This way, if power users want a faster implementation, they can code their own breadth first search core, and then replace ScatteringObject.scattering#d with the new implementation.

Right. I think this is what @eickenberg had in mind with #735 “modularizing the codebase in a semantically meaningful way” In #735 he also proposed to implement the scattering operator (convolution with many wavelets and/or one low-pass) by means of a Python generator, which would allow to quickly switch between DFS and BFS at runtime, with little extra code.

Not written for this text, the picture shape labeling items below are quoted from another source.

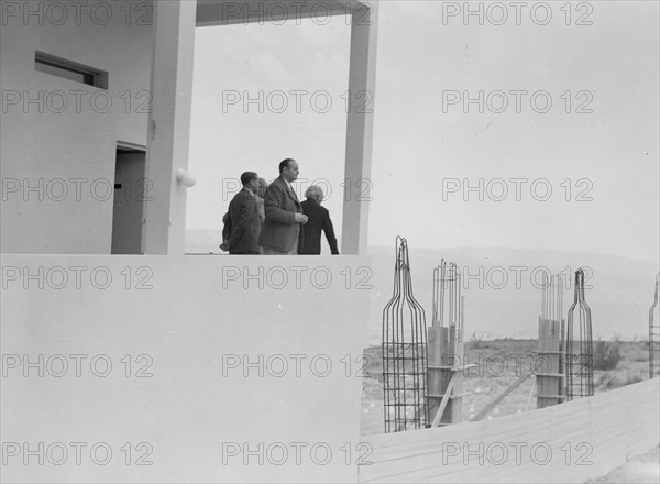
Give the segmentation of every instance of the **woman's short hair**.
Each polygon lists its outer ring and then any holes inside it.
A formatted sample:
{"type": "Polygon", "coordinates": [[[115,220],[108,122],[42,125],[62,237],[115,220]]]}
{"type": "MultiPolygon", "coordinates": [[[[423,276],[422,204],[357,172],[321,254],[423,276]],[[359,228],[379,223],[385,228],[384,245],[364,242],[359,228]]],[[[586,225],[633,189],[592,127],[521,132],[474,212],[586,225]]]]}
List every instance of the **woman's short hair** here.
{"type": "Polygon", "coordinates": [[[266,196],[266,190],[268,189],[268,182],[266,182],[265,178],[258,178],[258,190],[256,191],[256,195],[260,198],[264,198],[266,196]]]}
{"type": "Polygon", "coordinates": [[[306,191],[305,191],[305,196],[307,198],[317,198],[317,197],[321,197],[323,198],[323,190],[321,189],[321,187],[317,186],[317,185],[311,185],[306,191]]]}

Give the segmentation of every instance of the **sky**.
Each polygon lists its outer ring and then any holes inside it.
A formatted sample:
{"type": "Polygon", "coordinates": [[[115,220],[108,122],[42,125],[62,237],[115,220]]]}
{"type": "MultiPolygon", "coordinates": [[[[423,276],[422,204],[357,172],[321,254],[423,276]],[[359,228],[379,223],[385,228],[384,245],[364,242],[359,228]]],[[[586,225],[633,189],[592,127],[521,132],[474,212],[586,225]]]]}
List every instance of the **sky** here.
{"type": "MultiPolygon", "coordinates": [[[[658,262],[659,3],[548,2],[547,21],[539,3],[471,2],[483,24],[450,16],[463,2],[380,3],[372,177],[351,190],[371,245],[658,262]],[[480,91],[483,112],[463,103],[480,91]]],[[[242,172],[294,157],[341,233],[350,25],[327,20],[197,30],[188,229],[221,229],[242,172]]]]}

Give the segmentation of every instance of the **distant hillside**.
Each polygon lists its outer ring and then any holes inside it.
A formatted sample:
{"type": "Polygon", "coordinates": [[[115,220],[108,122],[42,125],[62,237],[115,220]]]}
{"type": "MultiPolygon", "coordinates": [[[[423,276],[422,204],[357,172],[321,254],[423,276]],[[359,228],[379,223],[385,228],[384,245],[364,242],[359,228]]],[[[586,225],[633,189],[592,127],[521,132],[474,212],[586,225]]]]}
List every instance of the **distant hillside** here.
{"type": "MultiPolygon", "coordinates": [[[[187,231],[186,252],[221,253],[221,231],[187,231]]],[[[383,308],[392,298],[394,245],[370,246],[373,277],[370,284],[369,337],[380,343],[383,308]]],[[[491,338],[536,338],[541,308],[543,267],[570,275],[564,292],[563,314],[573,302],[573,273],[586,267],[591,289],[585,296],[592,309],[594,338],[625,340],[648,338],[648,310],[653,299],[658,264],[606,254],[581,254],[502,248],[457,248],[446,250],[409,246],[416,299],[431,323],[433,267],[442,258],[455,262],[463,275],[465,337],[473,332],[491,338]],[[531,275],[537,279],[532,282],[531,275]]]]}

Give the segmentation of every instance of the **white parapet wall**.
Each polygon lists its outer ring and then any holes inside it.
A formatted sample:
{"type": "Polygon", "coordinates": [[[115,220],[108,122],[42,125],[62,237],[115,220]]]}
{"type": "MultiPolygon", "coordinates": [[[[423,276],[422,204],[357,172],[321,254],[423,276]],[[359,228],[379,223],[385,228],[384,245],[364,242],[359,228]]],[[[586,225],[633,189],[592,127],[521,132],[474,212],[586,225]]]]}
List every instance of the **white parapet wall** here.
{"type": "Polygon", "coordinates": [[[582,483],[660,443],[660,378],[493,420],[365,438],[360,482],[582,483]]]}
{"type": "Polygon", "coordinates": [[[367,266],[3,255],[3,480],[355,482],[367,266]]]}

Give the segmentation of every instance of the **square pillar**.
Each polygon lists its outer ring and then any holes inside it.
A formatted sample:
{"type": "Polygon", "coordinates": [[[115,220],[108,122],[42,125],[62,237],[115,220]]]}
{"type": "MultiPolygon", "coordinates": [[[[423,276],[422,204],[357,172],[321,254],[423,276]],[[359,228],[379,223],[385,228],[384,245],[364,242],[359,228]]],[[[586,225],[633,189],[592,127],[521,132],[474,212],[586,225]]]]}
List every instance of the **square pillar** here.
{"type": "Polygon", "coordinates": [[[188,169],[196,12],[197,1],[154,2],[145,254],[184,253],[186,188],[176,170],[188,169]]]}
{"type": "Polygon", "coordinates": [[[371,102],[364,109],[351,109],[348,117],[341,242],[342,254],[346,255],[366,254],[370,201],[365,198],[371,191],[367,189],[371,188],[377,33],[377,2],[358,2],[353,7],[351,26],[349,92],[351,99],[360,101],[356,106],[371,102]],[[361,193],[365,197],[361,197],[361,193]]]}

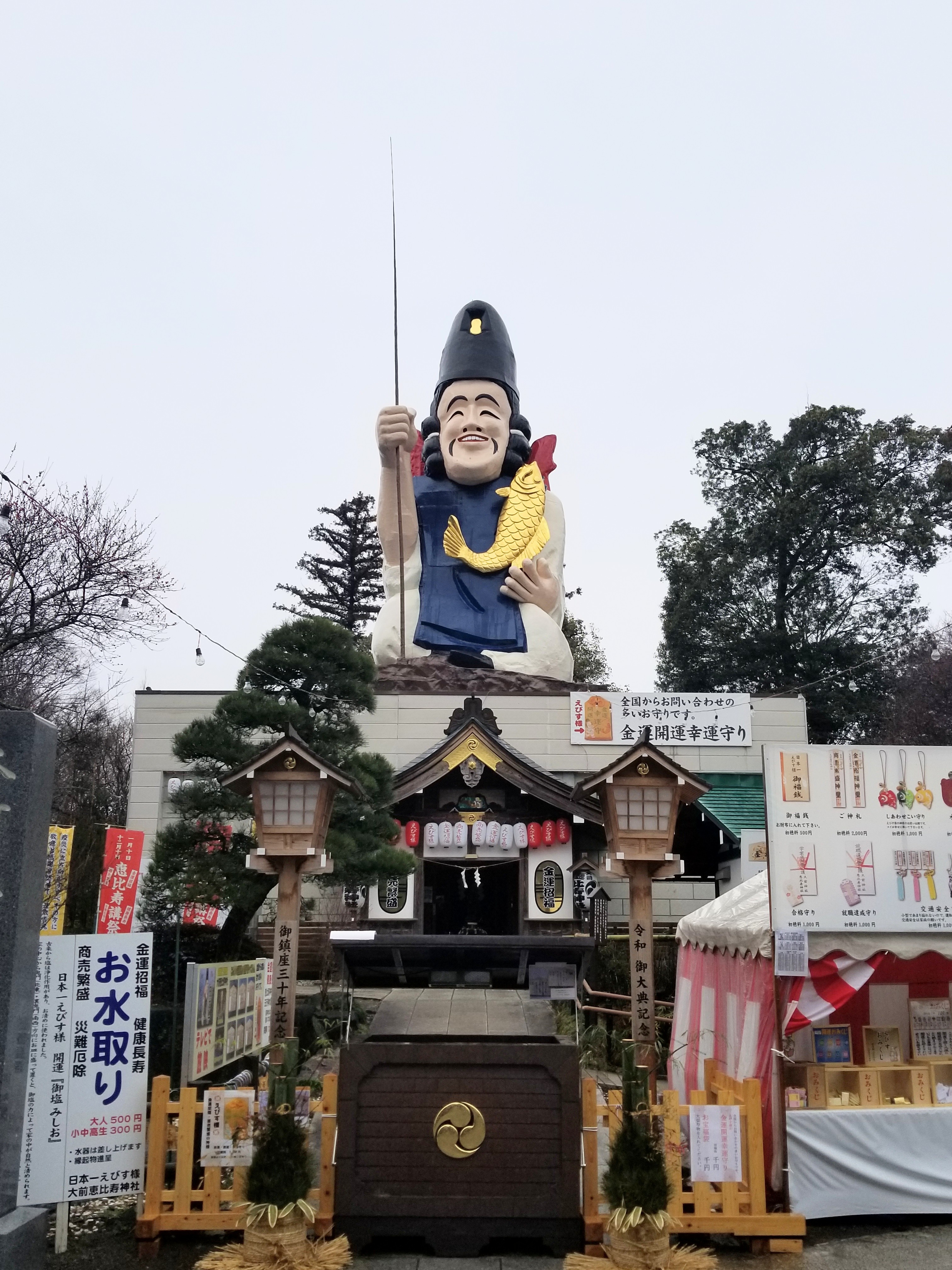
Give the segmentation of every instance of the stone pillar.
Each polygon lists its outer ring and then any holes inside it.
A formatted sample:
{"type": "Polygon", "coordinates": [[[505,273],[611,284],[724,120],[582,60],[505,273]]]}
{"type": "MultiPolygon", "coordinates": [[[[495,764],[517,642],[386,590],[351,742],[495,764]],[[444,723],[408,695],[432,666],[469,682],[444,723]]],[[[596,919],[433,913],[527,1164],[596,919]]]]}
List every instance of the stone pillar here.
{"type": "Polygon", "coordinates": [[[46,1209],[17,1209],[56,728],[0,711],[0,1266],[39,1270],[46,1209]]]}
{"type": "Polygon", "coordinates": [[[658,1063],[655,1052],[655,963],[651,872],[640,860],[626,860],[628,872],[628,952],[631,956],[631,1035],[638,1067],[658,1063]]]}

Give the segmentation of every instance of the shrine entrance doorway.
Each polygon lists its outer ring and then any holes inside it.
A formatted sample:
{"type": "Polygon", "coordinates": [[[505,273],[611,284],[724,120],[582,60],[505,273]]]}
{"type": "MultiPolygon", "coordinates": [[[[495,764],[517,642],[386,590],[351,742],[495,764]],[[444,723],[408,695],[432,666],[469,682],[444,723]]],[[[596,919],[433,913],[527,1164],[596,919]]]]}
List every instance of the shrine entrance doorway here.
{"type": "Polygon", "coordinates": [[[519,860],[423,866],[424,935],[518,935],[519,860]]]}

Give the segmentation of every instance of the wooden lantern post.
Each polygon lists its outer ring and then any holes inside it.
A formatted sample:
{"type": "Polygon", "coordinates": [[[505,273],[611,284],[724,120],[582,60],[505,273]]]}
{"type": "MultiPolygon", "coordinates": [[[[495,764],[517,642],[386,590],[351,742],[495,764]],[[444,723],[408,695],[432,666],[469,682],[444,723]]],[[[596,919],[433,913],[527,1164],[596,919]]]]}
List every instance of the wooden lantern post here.
{"type": "Polygon", "coordinates": [[[251,795],[258,846],[245,864],[274,874],[278,883],[270,1039],[282,1041],[294,1035],[301,883],[308,874],[334,872],[324,843],[338,790],[359,796],[363,791],[352,776],[308,749],[289,724],[284,737],[222,785],[251,795]]]}
{"type": "Polygon", "coordinates": [[[655,1067],[655,963],[651,881],[684,871],[674,855],[674,828],[682,803],[693,803],[710,785],[675,763],[647,739],[600,772],[586,776],[572,798],[597,792],[604,817],[605,871],[628,879],[631,958],[631,1035],[638,1067],[655,1067]]]}

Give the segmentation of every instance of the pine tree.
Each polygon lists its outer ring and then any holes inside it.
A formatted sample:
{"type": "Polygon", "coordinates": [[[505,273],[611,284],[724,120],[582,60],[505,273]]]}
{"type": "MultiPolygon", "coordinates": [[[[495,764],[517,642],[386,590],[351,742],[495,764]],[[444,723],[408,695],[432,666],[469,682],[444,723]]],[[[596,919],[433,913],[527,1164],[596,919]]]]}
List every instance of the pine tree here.
{"type": "Polygon", "coordinates": [[[305,744],[355,776],[366,792],[366,800],[336,796],[327,831],[334,872],[322,884],[357,885],[413,871],[413,856],[391,846],[397,832],[387,812],[392,768],[381,754],[358,748],[360,730],[353,715],[373,710],[374,674],[372,658],[350,631],[326,617],[300,617],[275,627],[249,655],[237,691],[178,733],[173,751],[192,765],[194,777],[171,799],[178,819],[156,834],[142,883],[140,916],[146,930],[174,925],[190,900],[216,904],[231,908],[216,951],[227,955],[240,946],[274,876],[245,867],[245,856],[256,845],[251,800],[218,780],[282,733],[286,723],[305,744]]]}
{"type": "Polygon", "coordinates": [[[319,585],[303,588],[282,583],[278,591],[287,591],[298,603],[275,605],[275,608],[300,616],[320,613],[354,635],[363,632],[383,603],[383,556],[373,505],[369,494],[355,494],[339,507],[317,508],[331,523],[315,525],[308,537],[326,547],[326,552],[303,555],[297,566],[319,585]]]}

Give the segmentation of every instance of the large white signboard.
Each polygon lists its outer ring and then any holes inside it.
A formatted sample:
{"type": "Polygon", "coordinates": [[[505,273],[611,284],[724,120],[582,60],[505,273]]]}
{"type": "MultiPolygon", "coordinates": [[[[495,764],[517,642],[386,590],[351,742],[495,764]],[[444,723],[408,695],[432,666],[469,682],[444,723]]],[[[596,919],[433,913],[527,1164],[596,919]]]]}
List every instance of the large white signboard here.
{"type": "Polygon", "coordinates": [[[952,931],[952,748],[764,745],[774,930],[952,931]]]}
{"type": "Polygon", "coordinates": [[[151,933],[41,939],[18,1204],[142,1190],[151,983],[151,933]]]}
{"type": "Polygon", "coordinates": [[[574,745],[750,745],[748,692],[576,692],[574,745]]]}

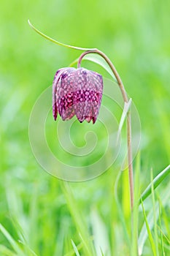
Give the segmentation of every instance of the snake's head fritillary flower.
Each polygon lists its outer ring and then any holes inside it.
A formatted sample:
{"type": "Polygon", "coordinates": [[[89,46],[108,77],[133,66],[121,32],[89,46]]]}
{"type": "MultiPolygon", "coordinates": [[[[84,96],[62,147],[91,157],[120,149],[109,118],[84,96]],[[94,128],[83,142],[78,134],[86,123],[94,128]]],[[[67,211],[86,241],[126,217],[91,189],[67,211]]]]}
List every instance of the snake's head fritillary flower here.
{"type": "Polygon", "coordinates": [[[53,113],[63,120],[74,115],[82,123],[94,124],[98,115],[103,92],[102,76],[84,68],[66,67],[57,71],[53,83],[53,113]]]}

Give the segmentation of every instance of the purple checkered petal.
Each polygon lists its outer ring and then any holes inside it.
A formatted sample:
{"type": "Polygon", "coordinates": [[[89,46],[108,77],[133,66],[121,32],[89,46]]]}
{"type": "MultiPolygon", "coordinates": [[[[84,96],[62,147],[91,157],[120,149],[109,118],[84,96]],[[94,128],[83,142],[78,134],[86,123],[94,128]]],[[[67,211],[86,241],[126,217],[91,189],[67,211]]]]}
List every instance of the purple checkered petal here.
{"type": "Polygon", "coordinates": [[[63,68],[56,72],[53,88],[55,120],[58,112],[63,120],[76,115],[80,122],[96,122],[103,91],[101,75],[84,68],[63,68]]]}

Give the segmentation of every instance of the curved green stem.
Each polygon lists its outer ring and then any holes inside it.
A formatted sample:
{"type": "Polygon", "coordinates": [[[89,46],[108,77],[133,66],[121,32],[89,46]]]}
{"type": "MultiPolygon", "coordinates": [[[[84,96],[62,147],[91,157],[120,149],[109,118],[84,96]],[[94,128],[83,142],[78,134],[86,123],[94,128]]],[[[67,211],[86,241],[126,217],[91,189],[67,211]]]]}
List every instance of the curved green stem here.
{"type": "Polygon", "coordinates": [[[96,48],[81,48],[81,47],[77,47],[77,46],[73,46],[73,45],[63,44],[63,42],[61,42],[59,41],[56,41],[56,40],[53,39],[53,38],[51,38],[51,37],[47,36],[46,34],[43,34],[42,32],[41,32],[39,30],[36,29],[31,23],[29,20],[28,20],[28,23],[29,26],[31,26],[31,28],[33,29],[36,33],[40,34],[40,36],[45,37],[45,39],[47,39],[47,40],[49,40],[49,41],[50,41],[52,42],[54,42],[55,44],[56,44],[58,45],[64,46],[64,47],[66,47],[67,48],[72,48],[72,49],[80,50],[96,50],[96,48]]]}
{"type": "MultiPolygon", "coordinates": [[[[105,59],[105,61],[107,62],[107,64],[110,67],[113,74],[116,78],[118,86],[122,93],[124,102],[127,103],[128,102],[128,95],[125,91],[125,87],[123,86],[123,83],[122,82],[122,80],[118,72],[117,72],[115,66],[112,63],[112,61],[103,52],[101,52],[98,49],[95,49],[95,50],[88,50],[82,53],[79,58],[77,67],[78,68],[80,67],[80,64],[82,58],[86,54],[89,54],[89,53],[99,54],[101,57],[103,57],[105,59]]],[[[134,173],[133,173],[133,164],[132,164],[133,158],[132,158],[132,149],[131,149],[131,117],[130,110],[128,110],[127,114],[127,144],[128,144],[128,177],[129,177],[130,195],[131,195],[131,206],[132,209],[134,206],[134,173]]]]}

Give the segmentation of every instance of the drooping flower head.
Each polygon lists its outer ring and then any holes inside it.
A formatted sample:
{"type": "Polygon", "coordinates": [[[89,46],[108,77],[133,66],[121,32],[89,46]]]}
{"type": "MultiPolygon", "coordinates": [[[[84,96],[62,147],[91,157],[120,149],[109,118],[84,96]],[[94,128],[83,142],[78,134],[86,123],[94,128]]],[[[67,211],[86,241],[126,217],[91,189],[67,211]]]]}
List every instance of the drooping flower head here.
{"type": "Polygon", "coordinates": [[[103,91],[102,76],[84,68],[66,67],[57,71],[53,83],[53,113],[63,120],[77,116],[80,122],[94,124],[103,91]]]}

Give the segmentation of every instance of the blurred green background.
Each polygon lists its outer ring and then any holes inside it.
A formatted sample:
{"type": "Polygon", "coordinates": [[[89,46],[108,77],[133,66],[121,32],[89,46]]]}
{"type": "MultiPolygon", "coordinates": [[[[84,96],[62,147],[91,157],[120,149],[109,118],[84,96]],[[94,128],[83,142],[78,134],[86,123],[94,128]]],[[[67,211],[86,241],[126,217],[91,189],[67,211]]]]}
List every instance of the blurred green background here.
{"type": "MultiPolygon", "coordinates": [[[[80,52],[43,39],[27,20],[61,42],[97,48],[113,61],[140,116],[140,181],[145,188],[150,169],[155,176],[170,160],[169,10],[168,0],[1,2],[0,222],[18,239],[12,221],[16,219],[38,255],[63,255],[72,247],[70,238],[78,238],[62,182],[46,173],[31,152],[29,116],[55,71],[67,67],[80,52]]],[[[87,223],[91,208],[96,208],[109,238],[118,222],[115,172],[111,167],[94,180],[71,184],[87,223]]],[[[117,242],[110,240],[112,246],[117,242]]],[[[0,244],[8,245],[1,234],[0,244]]]]}

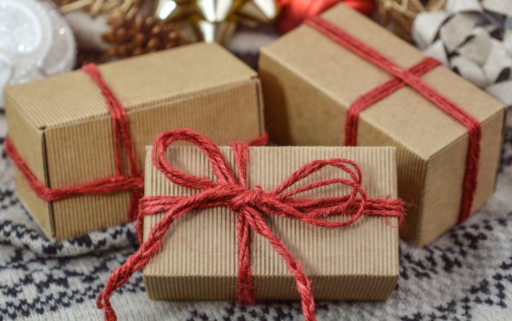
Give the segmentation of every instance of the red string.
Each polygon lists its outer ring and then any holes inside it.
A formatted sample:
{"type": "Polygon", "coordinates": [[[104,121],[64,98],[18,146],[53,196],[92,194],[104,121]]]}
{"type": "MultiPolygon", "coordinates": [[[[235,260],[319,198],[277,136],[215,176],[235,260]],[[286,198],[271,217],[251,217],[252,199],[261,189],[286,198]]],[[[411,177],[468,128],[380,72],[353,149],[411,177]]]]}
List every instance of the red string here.
{"type": "Polygon", "coordinates": [[[162,246],[164,235],[172,222],[193,209],[225,206],[236,213],[238,241],[236,292],[240,302],[254,302],[249,251],[249,230],[252,230],[269,241],[293,274],[300,295],[302,313],[307,320],[315,320],[311,282],[285,243],[271,232],[261,213],[299,219],[305,224],[327,228],[346,226],[361,215],[377,215],[386,219],[397,217],[399,222],[403,219],[403,202],[401,200],[367,198],[361,186],[361,170],[357,164],[352,160],[344,158],[314,160],[301,167],[276,188],[265,191],[260,187],[250,189],[247,186],[245,175],[248,145],[234,143],[231,147],[238,176],[228,165],[217,146],[190,130],[170,130],[157,138],[152,154],[155,167],[173,183],[201,191],[190,196],[151,196],[140,200],[137,218],[140,235],[145,215],[158,213],[164,213],[164,215],[152,228],[139,250],[112,273],[104,289],[98,296],[97,305],[98,308],[104,309],[106,320],[116,320],[110,302],[113,292],[128,281],[135,271],[144,268],[157,254],[162,246]],[[216,180],[185,174],[170,166],[167,162],[165,152],[168,146],[177,141],[185,141],[196,145],[210,160],[216,180]],[[326,167],[338,168],[346,173],[348,178],[318,180],[287,191],[296,183],[326,167]],[[299,193],[335,184],[349,187],[351,191],[348,195],[340,197],[316,200],[293,198],[299,193]],[[322,219],[326,216],[335,215],[348,216],[349,218],[342,222],[322,219]]]}
{"type": "MultiPolygon", "coordinates": [[[[100,70],[96,64],[89,64],[82,67],[82,71],[91,78],[91,80],[101,90],[112,119],[112,132],[114,142],[114,161],[115,175],[113,177],[102,178],[75,187],[63,188],[49,188],[38,180],[30,171],[25,161],[21,158],[12,142],[8,138],[5,140],[5,152],[20,169],[32,189],[37,196],[46,201],[52,202],[63,198],[82,195],[109,194],[117,191],[131,191],[130,198],[128,221],[135,218],[139,199],[144,188],[144,173],[139,169],[130,134],[130,125],[126,110],[117,98],[109,85],[103,80],[100,70]],[[121,143],[128,157],[131,176],[123,174],[122,166],[121,143]]],[[[267,133],[251,141],[252,146],[267,145],[267,133]]]]}
{"type": "Polygon", "coordinates": [[[112,129],[114,141],[114,155],[115,175],[113,177],[102,178],[78,186],[63,188],[49,188],[39,182],[30,171],[25,161],[21,158],[14,144],[8,139],[5,140],[5,152],[9,155],[16,166],[20,169],[32,190],[37,196],[46,201],[52,202],[63,198],[81,195],[107,194],[116,191],[131,191],[130,207],[128,213],[129,221],[135,219],[137,213],[138,199],[140,191],[144,187],[144,174],[139,170],[130,136],[130,127],[124,107],[119,102],[100,73],[96,64],[90,64],[82,67],[101,90],[109,107],[112,119],[112,129]],[[124,151],[128,156],[131,176],[122,173],[120,144],[122,143],[124,151]]]}
{"type": "Polygon", "coordinates": [[[311,18],[308,25],[325,34],[333,40],[352,51],[359,57],[387,71],[395,78],[360,96],[348,108],[345,126],[345,143],[355,145],[359,112],[377,102],[389,96],[400,88],[408,85],[414,88],[437,108],[464,126],[469,133],[463,193],[459,214],[459,222],[463,222],[471,214],[478,174],[482,130],[480,123],[453,102],[441,95],[419,76],[437,64],[432,58],[427,58],[409,70],[404,70],[381,54],[374,48],[363,43],[337,26],[318,16],[311,18]]]}

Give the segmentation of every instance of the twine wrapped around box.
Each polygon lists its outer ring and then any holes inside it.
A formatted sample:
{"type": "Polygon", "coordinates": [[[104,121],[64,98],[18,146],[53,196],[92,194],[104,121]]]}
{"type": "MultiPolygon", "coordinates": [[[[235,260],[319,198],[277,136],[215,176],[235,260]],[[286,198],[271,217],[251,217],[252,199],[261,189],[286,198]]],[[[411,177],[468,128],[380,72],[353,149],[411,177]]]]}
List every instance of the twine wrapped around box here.
{"type": "Polygon", "coordinates": [[[300,294],[302,312],[307,320],[315,320],[311,283],[297,259],[271,230],[263,219],[263,214],[298,219],[307,224],[325,228],[348,226],[362,216],[377,216],[385,219],[396,217],[399,224],[403,220],[403,201],[368,198],[361,185],[361,171],[359,165],[350,160],[314,160],[302,165],[271,191],[263,191],[260,187],[251,189],[246,178],[249,145],[232,143],[230,145],[237,175],[216,145],[192,130],[170,130],[162,133],[155,141],[151,158],[158,171],[173,183],[199,191],[188,196],[151,196],[141,199],[138,215],[140,235],[144,216],[159,213],[164,213],[164,215],[153,227],[139,250],[112,273],[98,296],[98,307],[104,309],[105,320],[116,320],[110,303],[113,292],[128,281],[135,271],[144,268],[159,252],[164,237],[173,222],[194,209],[225,206],[236,215],[238,242],[236,296],[240,302],[254,303],[255,300],[253,294],[254,285],[250,271],[249,231],[252,230],[269,241],[293,274],[300,294]],[[183,173],[170,165],[165,152],[170,145],[178,141],[191,143],[204,153],[211,164],[216,180],[183,173]],[[348,178],[338,176],[323,179],[289,191],[289,189],[297,182],[327,167],[340,169],[342,173],[348,174],[348,178]],[[333,198],[298,199],[294,197],[300,193],[334,185],[346,186],[350,191],[347,195],[333,198]],[[326,217],[333,215],[347,216],[348,219],[335,222],[325,219],[326,217]]]}

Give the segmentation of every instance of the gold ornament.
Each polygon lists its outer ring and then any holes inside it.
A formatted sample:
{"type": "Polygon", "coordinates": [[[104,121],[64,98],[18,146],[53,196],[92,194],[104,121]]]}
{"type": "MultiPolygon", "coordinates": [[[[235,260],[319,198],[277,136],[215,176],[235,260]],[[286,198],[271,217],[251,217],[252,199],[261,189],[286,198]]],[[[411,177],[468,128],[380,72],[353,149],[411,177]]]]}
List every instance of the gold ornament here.
{"type": "Polygon", "coordinates": [[[443,9],[446,0],[379,0],[381,23],[401,38],[411,41],[411,28],[416,16],[423,11],[443,9]]]}
{"type": "Polygon", "coordinates": [[[277,14],[274,0],[157,0],[155,10],[162,20],[188,25],[199,40],[221,43],[238,23],[256,27],[277,14]]]}

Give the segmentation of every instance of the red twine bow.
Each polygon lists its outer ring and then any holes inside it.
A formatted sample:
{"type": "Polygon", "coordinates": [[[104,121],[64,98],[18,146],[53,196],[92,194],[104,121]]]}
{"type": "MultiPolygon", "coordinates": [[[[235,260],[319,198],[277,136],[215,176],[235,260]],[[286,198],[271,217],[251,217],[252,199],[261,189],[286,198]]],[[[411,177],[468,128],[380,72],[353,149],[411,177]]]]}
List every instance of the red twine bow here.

Alternatively, users can now sub class the Torch scattering object and redefine the scattering function here without having to redefine the core scattering. This makes development of different scatterings much easier for the end user (like if they’re trying to implement optimizable scattering ;D)

Yes, this is another important perspective, aimed at power users and whoever wants to improve/extend the current definitions we have.

0reactions

MuawizChaudharycommented, Apr 30, 2022

A power feature would be to let users replace the core scattering function here..

That is, we remove the from ...scattering#d.core.scattering#d import scattering#d line from each specific framework’s frontend, and instead move the import into base_frontend, and set self.scattering#d = scattering#d.core.scattering#d.

This way, if power users want a faster implementation, they can code their own breadth first search core, and then replace ScatteringObject.scattering#d with the new implementation.

Alternatively, users can now sub class the Torch scattering object and redefine the scattering function here without having to redefine the core scattering. This makes development of different scatterings much easier for the end user (like if they’re trying to implement optimizable scattering ;D)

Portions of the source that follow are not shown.